As Peter Hart of Fairness and Accuracy in Reporting notes, “WikiLeaks document dumps are largely what media want to make of them,” and the major U.S. newspapers have so far played up the WikiLeaks revelations about Iran and various Israeli and Arab officials’ alarm over Iran’s alleged nuclear weapons program.
The headlines on two New York Times articles read: “Around the World, Distress Over Iran,” and “Iran Is Fortified With North Korean Aid.” The Washington Post, whose overall coverage of the classified diplomatic cables released by WikiLeaks has been lacking, has a piece titled, “Netanyahu says WikiLeaks cables show Arab states share Israeli concerns about Iran’s nuclear program.”
But that’s not all the latest documents from WikiLeaks show about politics in the Middle East. Other leaked cables that have so far been ignored by mainstream media concern Israel’s perception of the Palestinian Authority (PA)–perceptions that undermine the conventional narrative on Israeli-Palestinian negotiations and relations.
The conventional narrative, which closely follows establishment discourse on Israel-Palestine, is that Israel and the Palestinians are engaged or have been engaged in “peace talks” with the goal of bringing about a Palestinian state in the near future.
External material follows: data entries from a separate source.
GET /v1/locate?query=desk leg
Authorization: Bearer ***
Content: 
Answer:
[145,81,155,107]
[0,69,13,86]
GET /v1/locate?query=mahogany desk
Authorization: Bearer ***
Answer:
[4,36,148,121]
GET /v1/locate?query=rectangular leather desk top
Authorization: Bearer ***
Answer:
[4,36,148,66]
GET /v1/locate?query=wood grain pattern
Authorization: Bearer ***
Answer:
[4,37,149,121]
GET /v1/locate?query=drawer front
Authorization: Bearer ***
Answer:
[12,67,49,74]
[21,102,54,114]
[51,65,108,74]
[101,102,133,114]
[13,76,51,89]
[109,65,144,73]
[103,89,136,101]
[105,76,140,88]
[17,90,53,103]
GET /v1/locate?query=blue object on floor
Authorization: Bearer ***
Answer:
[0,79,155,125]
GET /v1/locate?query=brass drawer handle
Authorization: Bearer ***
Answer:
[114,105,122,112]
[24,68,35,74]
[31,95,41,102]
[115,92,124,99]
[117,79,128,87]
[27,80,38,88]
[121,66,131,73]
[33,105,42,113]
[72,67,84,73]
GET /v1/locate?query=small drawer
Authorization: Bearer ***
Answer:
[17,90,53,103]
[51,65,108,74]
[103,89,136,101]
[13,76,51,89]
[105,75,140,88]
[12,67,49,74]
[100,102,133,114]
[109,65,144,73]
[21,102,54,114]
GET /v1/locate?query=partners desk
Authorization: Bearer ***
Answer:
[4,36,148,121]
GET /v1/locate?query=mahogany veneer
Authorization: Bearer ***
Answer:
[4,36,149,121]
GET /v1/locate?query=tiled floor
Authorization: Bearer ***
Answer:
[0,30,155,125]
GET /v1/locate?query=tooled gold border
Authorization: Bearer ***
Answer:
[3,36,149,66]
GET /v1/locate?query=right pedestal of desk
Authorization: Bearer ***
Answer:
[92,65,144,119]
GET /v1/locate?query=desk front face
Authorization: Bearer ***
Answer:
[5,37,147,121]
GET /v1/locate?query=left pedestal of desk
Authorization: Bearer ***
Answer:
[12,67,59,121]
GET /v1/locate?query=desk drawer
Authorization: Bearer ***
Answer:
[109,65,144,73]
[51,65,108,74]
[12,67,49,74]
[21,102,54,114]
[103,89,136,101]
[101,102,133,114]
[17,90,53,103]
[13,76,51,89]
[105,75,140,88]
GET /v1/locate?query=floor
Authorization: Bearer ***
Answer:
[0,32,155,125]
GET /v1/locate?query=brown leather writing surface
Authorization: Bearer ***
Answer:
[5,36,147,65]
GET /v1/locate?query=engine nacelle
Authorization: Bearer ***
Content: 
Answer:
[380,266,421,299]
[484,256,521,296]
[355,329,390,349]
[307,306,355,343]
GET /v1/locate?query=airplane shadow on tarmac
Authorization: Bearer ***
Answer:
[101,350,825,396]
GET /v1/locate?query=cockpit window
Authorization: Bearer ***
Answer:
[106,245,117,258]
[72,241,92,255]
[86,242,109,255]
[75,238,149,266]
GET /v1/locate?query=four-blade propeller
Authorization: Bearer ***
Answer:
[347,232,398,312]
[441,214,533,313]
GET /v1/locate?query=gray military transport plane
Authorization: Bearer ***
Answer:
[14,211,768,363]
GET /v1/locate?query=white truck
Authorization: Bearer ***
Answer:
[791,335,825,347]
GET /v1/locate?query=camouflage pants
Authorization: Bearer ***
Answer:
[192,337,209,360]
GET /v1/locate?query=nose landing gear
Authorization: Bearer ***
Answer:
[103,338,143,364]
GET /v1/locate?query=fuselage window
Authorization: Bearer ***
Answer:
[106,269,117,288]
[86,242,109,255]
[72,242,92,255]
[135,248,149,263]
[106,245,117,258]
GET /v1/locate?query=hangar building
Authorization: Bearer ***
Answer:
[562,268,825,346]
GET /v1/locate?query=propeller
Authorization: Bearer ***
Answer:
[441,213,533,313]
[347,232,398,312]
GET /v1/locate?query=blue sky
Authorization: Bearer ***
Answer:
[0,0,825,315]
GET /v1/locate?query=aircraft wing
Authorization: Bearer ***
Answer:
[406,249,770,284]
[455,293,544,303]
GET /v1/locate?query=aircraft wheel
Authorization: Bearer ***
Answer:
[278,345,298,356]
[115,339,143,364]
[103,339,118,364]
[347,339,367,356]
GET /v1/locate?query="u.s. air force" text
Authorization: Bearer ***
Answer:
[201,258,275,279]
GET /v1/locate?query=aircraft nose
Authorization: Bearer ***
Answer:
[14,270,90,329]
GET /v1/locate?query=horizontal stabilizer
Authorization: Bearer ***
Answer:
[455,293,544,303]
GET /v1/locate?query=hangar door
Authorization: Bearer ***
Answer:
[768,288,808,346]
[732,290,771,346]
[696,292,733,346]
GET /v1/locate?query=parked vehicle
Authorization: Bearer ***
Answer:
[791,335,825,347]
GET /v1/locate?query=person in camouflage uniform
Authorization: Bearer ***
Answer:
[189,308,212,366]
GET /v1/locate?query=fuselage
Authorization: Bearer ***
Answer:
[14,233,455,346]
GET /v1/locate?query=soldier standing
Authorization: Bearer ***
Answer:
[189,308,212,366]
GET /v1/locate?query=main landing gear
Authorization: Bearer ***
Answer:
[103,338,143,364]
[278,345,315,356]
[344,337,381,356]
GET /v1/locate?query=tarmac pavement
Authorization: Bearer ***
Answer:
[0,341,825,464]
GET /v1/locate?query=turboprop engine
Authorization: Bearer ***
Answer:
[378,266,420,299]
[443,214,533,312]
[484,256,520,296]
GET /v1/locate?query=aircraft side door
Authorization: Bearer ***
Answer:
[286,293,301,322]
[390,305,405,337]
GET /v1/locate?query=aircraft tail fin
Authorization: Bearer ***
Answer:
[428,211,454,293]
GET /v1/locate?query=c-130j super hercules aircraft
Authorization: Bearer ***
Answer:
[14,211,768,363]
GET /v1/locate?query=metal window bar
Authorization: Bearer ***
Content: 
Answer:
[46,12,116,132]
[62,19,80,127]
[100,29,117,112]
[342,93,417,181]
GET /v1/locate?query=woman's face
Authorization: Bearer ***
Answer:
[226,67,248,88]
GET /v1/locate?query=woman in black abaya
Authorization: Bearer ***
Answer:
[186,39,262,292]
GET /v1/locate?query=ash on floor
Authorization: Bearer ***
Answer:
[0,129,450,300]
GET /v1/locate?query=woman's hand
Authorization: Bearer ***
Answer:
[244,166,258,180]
The Palestinian Authority and Israel are in conflict with each other over issues such as building settlements in the West Bank. While these talks go on, the West Bank is enjoying an unprecedented period of economic prosperity and a stable governing entity that can bring about a Palestinian state. Articles about this diplomatic tango dominate U.S. media coverage of the region because that’s what elites in the U.S., Israel and Palestine are engaged in (see, for example, here, here, and here from the New York Times). In sum, mainstream media coverage is much more about the “process” than the “peace” when it comes to discussing the so-called “peace process.”
If media would report on them, the diplomatic discussions that have been revealed by WikiLeaks add much needed context to understanding the relationship between Israel and the Palestinian Authority.
You wouldn’t know it from reading major U.S. papers, but the Palestinian Authority essentially functions as a subcontractor for the Israeli occupation, and WikiLeaks confirms this fact further. For instance, the PA’s security forces have been used to drive Hamas, the Islamist movement that was democratically elected in 2006 and controls the Gaza Strip, underground, as Hamas opposes (violently in some cases) engaging Israel in “peace talks.” In the immediate run-up to PA President Mahmoud Abbas’s direct talks with Israeli Prime Minister Benjamin Netanyahu, the PA cracked down harshly on Palestinian dissidents who opposed the resumption of negotiations with Israel.
From a number of WikiLeaks documents, we learn that Israel is quite happy with the PA, though worried about its long-term political viability, and even attempted to coordinate the brutal 2008-09 assault on the Hamas-run Gaza Strip with the PA.
In one cable from 2009, Amos Gilad, an Israeli defense ministry official, is quoted as saying “that Israeli-PA security and economic cooperation in the West Bank continues to improve as Jenin and Nablus flourish, and described Palestinian security forces as the ‘good guys.’” Another cable from 2007 quotes Netanyahu as candidly saying that the “entire Palestinian economy [is] based on graft and patronage,” which runs contrary to the rosy descriptions of the West Bank economy Americans routinely hear from the likes of Thomas Friedman.
But don’t expect media to report on this. It would prove that “peace talks” and the diplomatic tango that accompanies them, which is all the media reports on, is a facade.